Jan Maksymiuk, RFE/RL's Belarus and Ukraine analyst, says that Moscow has pushed Minsk to give up control of the Belarusian gas-pipeline network.
"Moscow unambiguously indicated that it wants control over Beltranshaz, the state-run operator of Belarus's gas pipeline network. Lukashenka, who promised in 2002 to set up a Belarusian-Russian venture to run Belarusian gas pipelines, backed down on his decision in 2004," Maksymiuk says. "That provoked an angry response from Gazprom, which even cut off Belarus's gas flow for one day."
Belarus owes Gazprom $120 million for gas debts run up since the 1990s. A substantial price increase for 2007 gas deliveries could place Belarus in a difficult position and might force it to relinquish control over Beltranshaz to Russia in return for a cheaper gas price and the cancellation of the debt.
This could further upset the already shaky foundations for a union between the two countries. It could also raise European concerns over reliable gas deliveries through the Yamal-Europe pipeline.
(RFE/RL's Valentinas Mite contributed to this report.)
RUNNING HOT AND COLD The crisis over Russian supplies of natural gas to Ukraine that erupted on New Year's Day has implications that spread well beyond these two countries and will impact both economic and political policymaking throughout Europe. On January 19, RFE/RL's Washington, D.C., office hosted a briefing the examined the ramifications of the natural-gas conflict.
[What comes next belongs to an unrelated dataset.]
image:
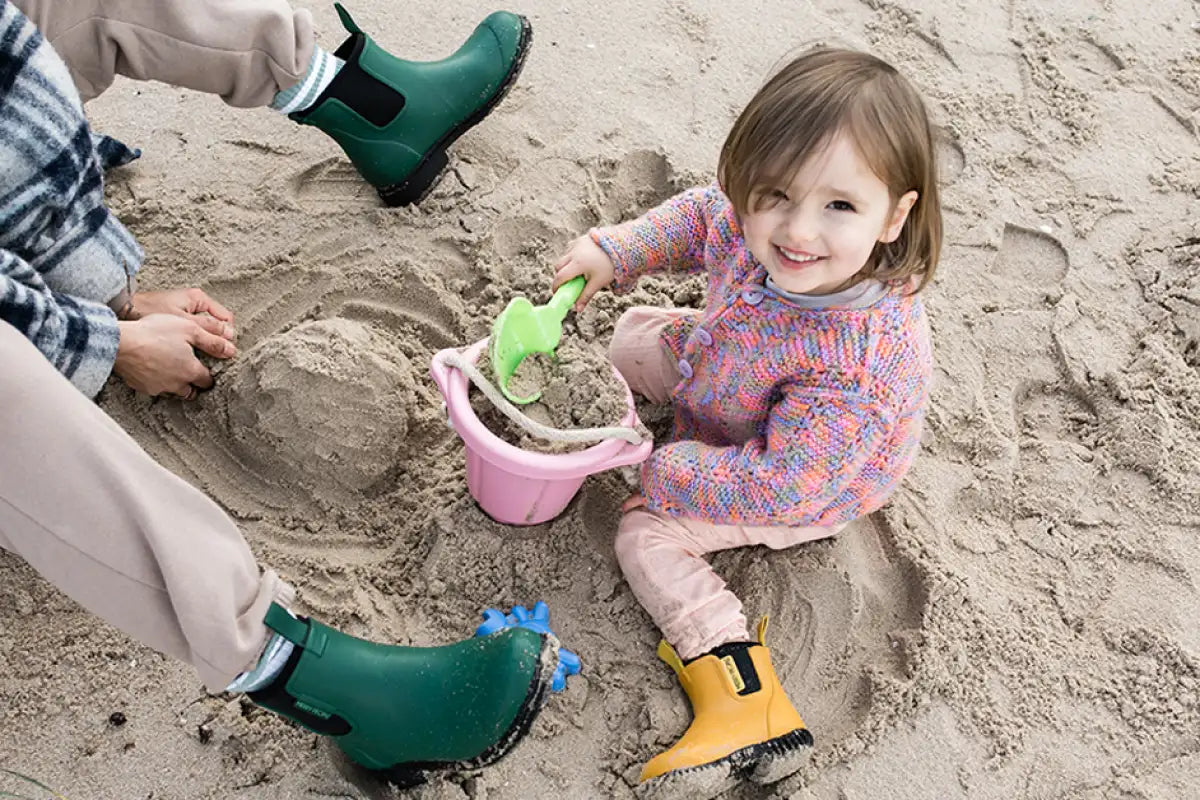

CLIFFORD GADDY, a senior fellow at the Brookings Institution, outlined Russia's "grand energy strategy," in which Ukraine is perceived as merely an obstacle frustrating Russia's energy ambitions in Western Europe and therefore a nonentity in Russia's broader strategic planning. According to Gaddy, Russia's strategic goal regarding energy is to maximize the role of its own energy resources in the world energy markets, so as to increase its geopolitical influence. To do this, it must reduce competition and maximize dependency on its own energy resources, as well as ensure a stable supply.
TARAS KUZIO, a visiting assistant professor at George Washington University, rebutted Gaddy's argument, claiming that Russia's actions evidenced a complete lack of geopolitical strategy and resulted in strong denunciations by Western countries and a loss of political allies in Ukraine. According to Kuzio, Russian President Vladimir Putin's desire to have a deal signed by the January 4 European Union energy summit outweighed his hope of reinforcing opposition to Ukrainian President Viktor Yushchenko during the run-up to Ukraine's March 26 parliamentary elections.
RFE/RL Coordinator of Corruption Studies ROMAN KUPCHINSKY did not fully agree with Kuzio's assessments of Yushchenko or Ukraine. He outlined three major problems that are feeding the conflict between Russia and Ukraine. The biggest, he argues, is that the state-controlled Russian gas giant Gazprom holds a monopoly on natural-gas sales outside the CIS. Kupchinsky also decried Ukraine's consumption of natural gas, terming it "out of control." Corruption is also a major factor in the conflict, Kupchinsky said, although the extent to which it taints the deal struck between Russia and Ukraine remains unknown.